We also had several van dwelling acquaintances move through town in the last few days. Some needed a place to crash while their dog had emergency surgery, some needed a place to use as a staging ground before departing on their own epic journey, and then we had those very odd, very untimely interactions where you realize you might be meeting lifelong friends from people who really truly “get it” and have to wonder why it is the universe waits until you have literally days left in town (and already sold your van) before showing you parts of a lifestyle you haven’t encountered in almost a decade of living it.

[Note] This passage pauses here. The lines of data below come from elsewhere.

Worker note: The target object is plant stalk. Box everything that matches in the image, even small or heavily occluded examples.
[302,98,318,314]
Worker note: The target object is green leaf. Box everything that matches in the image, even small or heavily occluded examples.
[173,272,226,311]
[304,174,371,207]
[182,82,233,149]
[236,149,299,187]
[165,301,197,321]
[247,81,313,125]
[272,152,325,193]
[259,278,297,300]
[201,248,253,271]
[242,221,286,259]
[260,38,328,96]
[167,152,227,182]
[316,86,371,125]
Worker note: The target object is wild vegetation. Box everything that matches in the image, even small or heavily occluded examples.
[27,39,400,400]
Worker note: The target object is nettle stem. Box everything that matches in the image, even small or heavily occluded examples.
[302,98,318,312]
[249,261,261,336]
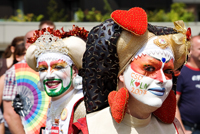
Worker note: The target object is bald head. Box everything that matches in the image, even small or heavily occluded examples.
[24,30,35,49]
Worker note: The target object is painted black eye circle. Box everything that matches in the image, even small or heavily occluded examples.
[144,65,155,72]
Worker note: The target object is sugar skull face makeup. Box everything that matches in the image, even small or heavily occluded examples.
[38,54,72,97]
[123,37,174,107]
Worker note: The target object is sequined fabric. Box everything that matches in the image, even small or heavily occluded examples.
[79,19,122,113]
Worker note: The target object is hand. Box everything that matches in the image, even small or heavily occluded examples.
[12,94,25,116]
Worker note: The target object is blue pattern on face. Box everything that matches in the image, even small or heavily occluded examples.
[162,57,166,63]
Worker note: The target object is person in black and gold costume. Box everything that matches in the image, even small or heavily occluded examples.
[79,7,190,134]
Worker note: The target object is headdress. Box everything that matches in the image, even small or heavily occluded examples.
[26,25,88,71]
[79,7,189,123]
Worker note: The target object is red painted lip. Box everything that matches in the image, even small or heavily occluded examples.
[45,81,61,89]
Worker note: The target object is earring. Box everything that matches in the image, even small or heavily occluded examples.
[37,81,44,91]
[73,74,83,90]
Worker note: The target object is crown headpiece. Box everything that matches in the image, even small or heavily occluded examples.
[27,25,89,58]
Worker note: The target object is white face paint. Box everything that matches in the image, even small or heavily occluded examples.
[38,52,72,97]
[123,38,174,107]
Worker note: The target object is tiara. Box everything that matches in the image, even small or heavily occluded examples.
[27,25,89,58]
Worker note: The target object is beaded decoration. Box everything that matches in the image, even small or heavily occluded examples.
[27,25,89,58]
[111,7,148,36]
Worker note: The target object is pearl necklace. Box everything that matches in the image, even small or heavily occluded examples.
[50,90,77,124]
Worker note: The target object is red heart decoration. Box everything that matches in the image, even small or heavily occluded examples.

That said… the timing feels right for us to be moving on. Im not sure I like the direction I see happening in this lifestyle we have held so dear. It taught us so many things and helped us find our way to be certain- but while we have always gotten questions and calls and emails looking for feedback or advice or reassurance about the lifestyle… I cant say i’m in love with the direction those communications seem to be going. Im sure there’s another much longer post on this topic in there somewhere… but for now we’ll just say that it’s changing- and i’m glad that at a similar time so are we.
Im certain that at some point we will own a van again. We enjoy traveling in that way too much to not imagine that. Will we live in one full time again? I cant say.
What will the #vanlife lifestyle look like at that point and will we want to be involved in it? I cant say that either. But… we are well aware that the universe works on it’s own schedule. It’s not worth asking questions or trying to figure it all out. All we can do is keep moving. Finish packing the van and drive on toward the next adventure. And that’s what we’ll be doing in the morning!